Loss of volume and enhancement of dermal (surface skin), subcutaneous (beneath the first layer of the skin) and muscular deficiencies can be treated with soft tissue augmentation—a synthetic or biological product or surgical restructuring.
While often used to improve photoaging and chronological aging, these techniques are also helpful in treating loss of volume from trauma, surgical defects and lipoatrophic conditions (those where there is some loss of adipose or fat tissue as in some metabolic diseases and HIV.
During the procedure
Before the procedure, an individual arranges an appointment with a plastic surgeon. The individual discusses cosmetic concerns with the doctor, and the doctor discusses treatment options. Based on the patient's skin and the area where the procedure will be performed, the doctor and patient choose the type and brand of filler that will be injected into the skin. If soft tissue injections are decided upon as a treatment, then the patient makes an appointment for the actual procedure.
Soft tissue injections are usually performed at a doctor's office. However, if the soft tissue procedure is combined with a more surgically invasive procedure, such as a facelift, the patient may have the injections performed at a hospital.
Some patients are allergic to the collagen used in soft tissue injections. In order to screen for this allergy, the doctor injects the patient with a very small amount of collagen three to four weeks prior to the scheduled procedure. Patients who experience an allergic reaction are not able to have all of the desired areas of their body treated with the soft tissue injections.
The collagen used in soft tissue injections is available in several different brands. A painkiller called lidocaine is usually mixed into the collagen. However, some doctors also apply a painkiller to the surface of the skin as well. The doctor injects the collagen into several places along the undesired wrinkles or lines. The patient may feel some stinging or burning around the area.

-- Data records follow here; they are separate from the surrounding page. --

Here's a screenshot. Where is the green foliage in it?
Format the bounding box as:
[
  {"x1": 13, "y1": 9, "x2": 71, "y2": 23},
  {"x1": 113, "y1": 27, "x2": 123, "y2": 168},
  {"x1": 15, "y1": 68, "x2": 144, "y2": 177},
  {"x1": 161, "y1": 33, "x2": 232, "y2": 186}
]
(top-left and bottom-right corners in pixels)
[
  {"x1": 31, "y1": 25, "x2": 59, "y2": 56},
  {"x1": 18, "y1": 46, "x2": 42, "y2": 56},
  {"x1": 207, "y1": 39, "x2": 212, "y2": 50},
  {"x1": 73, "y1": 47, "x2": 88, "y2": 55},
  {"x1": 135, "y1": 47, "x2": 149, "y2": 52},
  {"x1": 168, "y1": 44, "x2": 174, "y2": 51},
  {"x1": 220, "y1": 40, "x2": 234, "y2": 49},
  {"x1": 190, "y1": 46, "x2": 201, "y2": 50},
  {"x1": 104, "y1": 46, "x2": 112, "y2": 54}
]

The doctor may put a pre-determined amount of collagen into each area; however, in some cases, the patient holds a hand mirror and tells the doctor when to stop injecting collagen. Some individuals have swelling, itching or reddening at the injection site for up to a week after the procedure.
This type of soft tissue injection takes fat from one part of the body and transfers small amounts of it underneath the facial skin. Typically, this fat is taken from the thighs, buttocks or stomach; this is called the donor site. The fat is removed using a very large needle attached to a liposuction machine. The fat from the donor site is then cleaned of impurities and injected into the face using a much smaller needle. The area receiving the fat that came from the donor site is called the recipient site. Both of these sites are numbed before the procedure begins.
If a patient chooses sedative drugs to feel drowsy during the procedure, then they are required to arrange for a friend or family member to return them home after the procedure. The doctor typically injects more fat than what may seem necessary into the face because the body slowly absorbs its own fat after the procedure. Some swelling, redness and bruising is common at either or both the donor and injection sites.